Reputation:
I would like to randomly reorder each column separately between given blocks of rows of a data frame. The row blocks are consecutive as shown:
mylist=list(1:50,51:52,53:102,103:128,129:154,155:180,181:206,207:232,233:258,259:284,285:310,311:336,337:362,363:388,389:414,415:440,441:466,467:492,493:518,519:544,545:570,571:596,597:622,623:648,649:674,675:700)
Say I have a data.frame called dat. It is 700 rows and 50 columns. So basically, for each of these 26 row blocks, I would like each column to be randomly reordered within.
An example with a smaller data.frame could be A =
1 1 1 1 1
2 2 2 2 2
3 3 3 3 3
4 4 4 4 4
5 5 5 5 5
6 6 6 6 6
7 7 7 7 7
8 8 8 8 8
9 9 9 9 9
where each row bin is as follows:
mylist=list(1:2,3:6,7:9)
could lead to the reordered data frame B=
1 2 1 1 1
2 1 2 2 2
3 4 3 5 3
4 6 4 3 4
5 5 5 6 5
6 3 6 4 6
8 9 8 7 9
9 7 9 8 8
7 8 7 9 7
Thank you.
Upvotes: 2
Views: 372
Reputation: 67828
You may try this:
# create a 'blocking variable'
block <- rep(x = seq_along(mylist), times = sapply(mylist, length))

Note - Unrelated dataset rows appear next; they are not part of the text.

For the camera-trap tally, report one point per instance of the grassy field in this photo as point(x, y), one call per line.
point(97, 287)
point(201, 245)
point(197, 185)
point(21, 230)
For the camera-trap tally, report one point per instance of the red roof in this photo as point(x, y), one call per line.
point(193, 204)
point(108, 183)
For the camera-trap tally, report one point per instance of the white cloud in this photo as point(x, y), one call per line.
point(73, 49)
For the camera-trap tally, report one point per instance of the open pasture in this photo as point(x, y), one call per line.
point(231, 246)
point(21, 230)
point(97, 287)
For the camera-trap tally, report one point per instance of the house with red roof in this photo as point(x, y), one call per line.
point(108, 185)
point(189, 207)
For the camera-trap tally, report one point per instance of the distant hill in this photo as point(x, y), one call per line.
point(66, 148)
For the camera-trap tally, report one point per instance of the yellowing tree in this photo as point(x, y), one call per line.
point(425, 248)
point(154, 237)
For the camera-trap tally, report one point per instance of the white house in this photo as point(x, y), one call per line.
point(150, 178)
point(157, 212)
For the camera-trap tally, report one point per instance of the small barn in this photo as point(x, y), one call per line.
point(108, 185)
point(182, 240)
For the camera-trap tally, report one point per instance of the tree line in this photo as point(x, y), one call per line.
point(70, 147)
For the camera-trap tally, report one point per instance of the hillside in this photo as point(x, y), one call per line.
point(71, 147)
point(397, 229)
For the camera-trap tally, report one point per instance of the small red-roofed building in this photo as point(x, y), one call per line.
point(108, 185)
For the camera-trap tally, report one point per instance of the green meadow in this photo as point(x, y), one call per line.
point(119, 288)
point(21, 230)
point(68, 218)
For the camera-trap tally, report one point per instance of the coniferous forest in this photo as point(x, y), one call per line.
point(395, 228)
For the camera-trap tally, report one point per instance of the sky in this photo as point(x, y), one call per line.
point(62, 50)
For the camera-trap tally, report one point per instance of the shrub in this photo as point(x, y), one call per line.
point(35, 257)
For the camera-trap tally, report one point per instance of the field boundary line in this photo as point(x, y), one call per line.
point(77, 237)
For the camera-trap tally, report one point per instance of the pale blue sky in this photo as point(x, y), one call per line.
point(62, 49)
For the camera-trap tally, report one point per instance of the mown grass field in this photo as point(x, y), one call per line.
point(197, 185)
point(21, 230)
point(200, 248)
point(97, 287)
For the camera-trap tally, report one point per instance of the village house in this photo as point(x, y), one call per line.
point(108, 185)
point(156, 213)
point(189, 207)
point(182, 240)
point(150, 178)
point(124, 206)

# within each block, loop over columns and 'shuffle' each column using `sample`
set.seed(1)
B <- do.call(rbind.data.frame,
by(A, block, function(dat){
sapply(dat, function(x) sample(x))
})
)
B
# V1 V2 V3 V4 V5
# 1.1 1 2 1 2 2
# 1.2 2 1 2 1 1
# 2.1 3 6 4 5 3
# 2.2 6 4 5 3 4
# 2.3 4 5 6 6 5
# 2.4 5 3 3 4 6
# 3.1 8 7 9 8 9
# 3.2 9 8 7 9 8
# 3.3 7 9 8 7 7
Update following @Ananda Mahto's comment:
If B
doesn't have to be a data frame and you are happy with a matrix instead, do.call(rbind.data.frame,
can be replaced with do.call(rbind,
, which will be faster.
Upvotes: 1
Reputation: 193687
Here is one approach. It doesn't require a data.frame
named "A" to exist first and, like BrodieG's answer, assumes that there are no holes or repeats in "mylist".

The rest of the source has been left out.